Yesterday I ran across some remarks by philosopher of science Michael Hanby that contrast the understanding we discern in Shakespeare with the attitudes common on university campuses today.
Hanby says, “Your final philosophical options come down to two. Either there is a word, or a logos, at the foundation of reality, so that reality is inherently intelligible and meaningful, and therefore there are natures, forms, that persist in spite of the flux of history and time; or, reality is fundamentally meaningless, and meaning is kind of an epiphenomenal construct superimposed upon it.”
To take a familiar example of the second alternative mentioned by Hanby: In today’s colleges of education, constructionism is common. Colleges of education may require that all faculty teach according to constructionism. Constructionism holds that the world is meaningless except insofar as human beings make/devise/construct meaning. Before the appearance of human beings like ourselves, there was no meaning. Today it is obvious, constructionism says, that humans do make meanings. However, the meanings that they make can’t be confirmed by an appeal to objective, perennial truth because there never was such a thing.
The passage above comes from a short article written by the English professor friend I mentioned yesterday. I won’t print his name here because he has to live and work in the academic world, but I quote him with his permission.
I think I might have given an unfair impression in what I wrote about relativists yesterday. I may have suggested that I thought that such people cannot love. That is, of course, unfair. They are our fellow human beings; they have the same passions as the rest of us. They love their lovers and their children and their families. They thrill to great music and literature. They grieve over disappointed hopes, and over the deaths of friends and loved ones.
Their problem (it seems to me) is that they don’t know what to do with those passions. Look at what my friend wrote above. The relativist thinks that his love for people or things is something he himself created, somewhat arbitrarily. He feels that such feelings are right, but he can’t give a reason why they are better than feelings of hate, other than that they have social utility. But who is to say that social utility itself is good?
Joy Davidman, the poet who married C.S. Lewis, described what she believed in her atheist phase: “Life is only an electrochemical reaction. Love, art, and altruism are only sex. The universe is only matter. Matter is only energy. I forget what I said energy is only.”
And it isn’t just a matter of saying, “Well, these people do love, so what difference does it make if they don’t know why?”
I think it does make a difference.
Look at the block quote at the top again. My friend is describing Shakespearian scholars. If there’s one thing you could be pretty sure of when dealing with Shakespearean scholars in the past, it was that they loved Shakespeare. That’s how they got into the field in the first place.
But it’s clear that many Shakespearean scholars today do not love Shakespeare (even theatrical people don’t love him – see my review of The New Philistines, further down the page). They approach Shakespeare as the enemy, an oppressor to overthrow, a corpse to dissect in the service of whatever ideology they’re promoting.

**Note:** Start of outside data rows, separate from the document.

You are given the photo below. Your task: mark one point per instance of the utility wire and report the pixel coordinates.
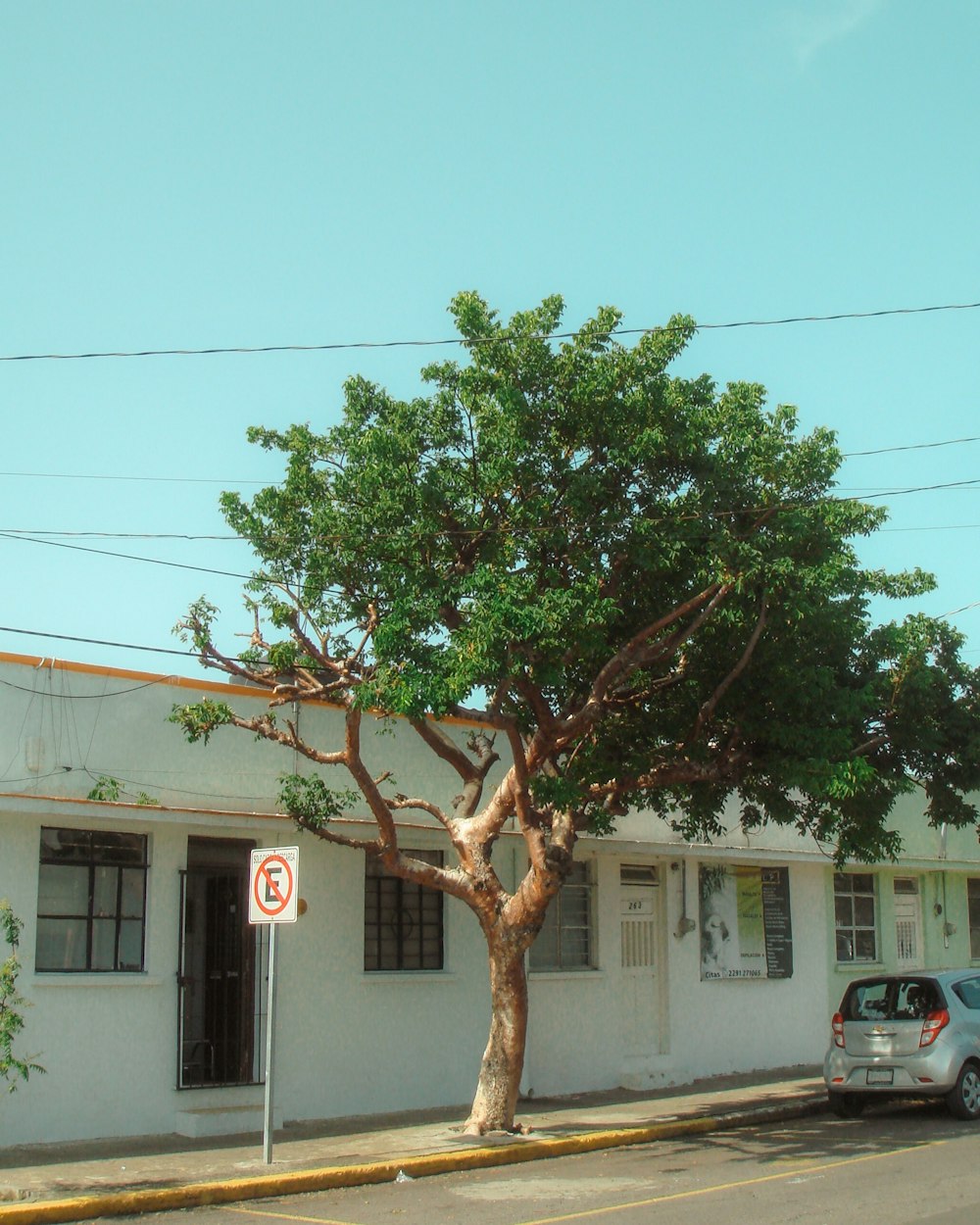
(214, 480)
(494, 339)
(127, 557)
(339, 538)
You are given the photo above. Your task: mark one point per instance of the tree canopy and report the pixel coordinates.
(646, 583)
(655, 572)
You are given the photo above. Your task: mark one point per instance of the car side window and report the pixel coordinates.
(868, 1003)
(969, 993)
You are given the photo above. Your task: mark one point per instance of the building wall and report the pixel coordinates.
(352, 1043)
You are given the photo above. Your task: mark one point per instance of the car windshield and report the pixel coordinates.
(891, 1000)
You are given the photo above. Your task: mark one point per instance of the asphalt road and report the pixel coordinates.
(905, 1164)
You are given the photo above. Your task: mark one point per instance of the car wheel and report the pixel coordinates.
(847, 1105)
(964, 1099)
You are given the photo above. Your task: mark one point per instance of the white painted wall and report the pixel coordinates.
(352, 1043)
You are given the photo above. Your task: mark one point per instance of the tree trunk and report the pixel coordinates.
(504, 1058)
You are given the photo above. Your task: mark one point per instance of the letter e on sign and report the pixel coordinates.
(273, 888)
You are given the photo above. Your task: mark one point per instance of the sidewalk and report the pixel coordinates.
(82, 1180)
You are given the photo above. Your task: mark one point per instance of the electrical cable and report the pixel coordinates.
(495, 339)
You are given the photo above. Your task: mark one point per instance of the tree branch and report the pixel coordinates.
(707, 710)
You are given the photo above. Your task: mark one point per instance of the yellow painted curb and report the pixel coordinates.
(195, 1195)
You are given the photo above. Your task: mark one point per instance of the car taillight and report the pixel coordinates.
(932, 1027)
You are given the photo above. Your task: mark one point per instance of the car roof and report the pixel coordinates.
(940, 976)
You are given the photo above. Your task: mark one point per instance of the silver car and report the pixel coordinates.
(914, 1034)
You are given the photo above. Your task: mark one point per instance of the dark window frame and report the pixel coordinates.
(563, 929)
(102, 854)
(405, 922)
(852, 888)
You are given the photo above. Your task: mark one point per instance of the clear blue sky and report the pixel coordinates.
(233, 172)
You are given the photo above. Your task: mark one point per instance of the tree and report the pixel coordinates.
(13, 1068)
(648, 584)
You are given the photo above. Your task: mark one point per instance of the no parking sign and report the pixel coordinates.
(272, 885)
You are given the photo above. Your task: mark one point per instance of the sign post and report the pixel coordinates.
(272, 900)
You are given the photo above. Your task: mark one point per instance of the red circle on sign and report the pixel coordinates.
(270, 886)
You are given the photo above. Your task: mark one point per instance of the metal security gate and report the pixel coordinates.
(220, 1014)
(907, 924)
(640, 1012)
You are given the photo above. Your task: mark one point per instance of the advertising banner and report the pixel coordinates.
(745, 922)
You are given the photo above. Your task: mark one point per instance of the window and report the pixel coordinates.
(402, 920)
(973, 902)
(564, 940)
(854, 912)
(91, 901)
(969, 993)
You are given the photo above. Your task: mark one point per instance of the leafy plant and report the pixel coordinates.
(13, 1068)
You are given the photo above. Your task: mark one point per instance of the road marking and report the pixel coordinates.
(287, 1216)
(795, 1172)
(724, 1186)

If Shakespeareans can be taught by relativism to hate Shakespeare, is it impossible that relativists may eventually learn to hate all humanity? I think I see the signs of such a turning all around us. Families with more than one or two children are lampooned and despised as “breeders.” Abortion is a sacred shibboleth. Childlessness is a proud “lifestyle choice.” Relationships not capable of reproduction are celebrated and promoted. We are told again and again that there are too many people in the world, that people are poisoning and killing the environment. That people, in short, are vermin.
Individual relativists may be and are fine people. But poisonous ideas bring consequences. I wrote of these trends in my novels, Wolf Time and Death’s Doors (links top right). I see no sign that my predictions are growing less probable.
I’d love to be wrong.
What the teachers of Shakespeare who don’t love Shakespeare love is virtue signaling and cleverness, I suppose; their own cleverness in the classroom and at conferences; the cleverness of transgressive stagings and of other professors’ readings; and, yes, sometimes the cleverness of Shakespeare. Cleverness, not wisdom. There are both in Shakespeare. But I think the wisdom is often unappealing to today’s professors.